Nebraska state patrol bomb squad gets new robot
By Paul Hammel
Omaha World Herald (Nebraska)
State officials Friday unveiled the first of a trio of remote-control robots that will form the first line of defense in the event of a bomb attack on Nebraska.
The $ 158,000 machine, to be used by the Nebraska State Patrol Bomb Squad, will be joined by two smaller robots in June.
One will be delivered to the Omaha Police Department''s bomb unit and the other, a mini-version, to the Lincoln Fire Department.
The State Patrol''s robot is fitted with two, high-pressure water pistols, which are used to break bombs apart.
It also has four video cameras, microphones, several lights and the telescoping arm, which reached 8 feet into the air Friday. It can be fitted with a shotgun. Controlled via a fiber-optic line, it has a range of 2,500 feet and can operate on battery power for about three hours.
Sgt. Rod Getting, who heads the bomb team, said that besides bomb work, the Mark V can be used in hostage situations to deliver a telephone and can be fitted with detection equipment to sniff out the dangers at a chemical spill.
All three robot purchases would not have been possible, officials said, without federal homeland security funds.
"The number one threat is bombings, explosives - look at what happened in Spain," said Lt. Tim Conahan of the Omaha Police Department''s emergency response unit. "So the bomb squads will be at the front lines."
And, in the sometimes rival-filled world of law enforcement, the state''s bomb teams will be working together.
The teams with Omaha, Lincoln and the State Patrol have been training together, and decided to buy three different robots - a mini, medium and large version - to improve the state''s capabilities. All three were built by REMOTEC of Knoxville, Tenn.
"One team, one fight we call it," said Conahan. "We''ve really come together as a group."
Lt. Gov. Dave Heineman, who heads the state''s homeland security efforts, said that has typified the state''s response to the terrorist attacks of 9/11.
"Firefighters and all emergency management personnel have been brought together by this because it takes a team effort," Heineman said.
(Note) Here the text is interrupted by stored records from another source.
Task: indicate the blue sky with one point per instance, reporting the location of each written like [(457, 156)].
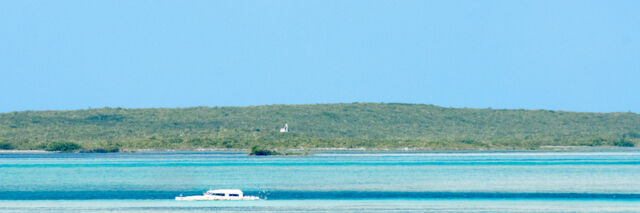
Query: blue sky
[(562, 55)]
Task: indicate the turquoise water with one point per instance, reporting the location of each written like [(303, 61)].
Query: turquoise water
[(455, 182)]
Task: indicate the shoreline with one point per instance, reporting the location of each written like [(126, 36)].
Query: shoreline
[(364, 150)]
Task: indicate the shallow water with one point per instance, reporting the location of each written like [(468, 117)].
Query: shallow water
[(456, 182)]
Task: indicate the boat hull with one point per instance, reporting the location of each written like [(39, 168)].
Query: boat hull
[(202, 197)]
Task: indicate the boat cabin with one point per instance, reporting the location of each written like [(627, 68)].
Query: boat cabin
[(225, 193)]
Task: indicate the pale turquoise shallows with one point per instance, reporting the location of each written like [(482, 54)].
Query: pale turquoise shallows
[(471, 182)]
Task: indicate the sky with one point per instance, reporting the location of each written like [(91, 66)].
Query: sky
[(573, 55)]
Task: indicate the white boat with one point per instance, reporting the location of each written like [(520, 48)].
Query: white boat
[(220, 194)]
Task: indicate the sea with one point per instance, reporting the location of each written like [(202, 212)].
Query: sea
[(324, 182)]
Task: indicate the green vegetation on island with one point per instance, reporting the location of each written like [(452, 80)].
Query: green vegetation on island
[(356, 125)]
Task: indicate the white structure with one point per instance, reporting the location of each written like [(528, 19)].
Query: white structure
[(285, 129), (220, 194)]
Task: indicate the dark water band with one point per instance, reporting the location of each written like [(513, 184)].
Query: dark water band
[(301, 195)]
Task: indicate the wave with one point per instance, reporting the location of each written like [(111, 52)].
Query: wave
[(302, 195)]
Getting said the State Patrol chose the largest robot because of its rural mission. The Mark V is fitted with tires or tanklike tracks, which allows it to slog down muddy roads or up stairways.
Omaha has a smaller version that can maneuver down airplane aisles and other tight spots.
Previously, there was only one bomb-squad robot in the state - a 30-year-old model used by Omaha police.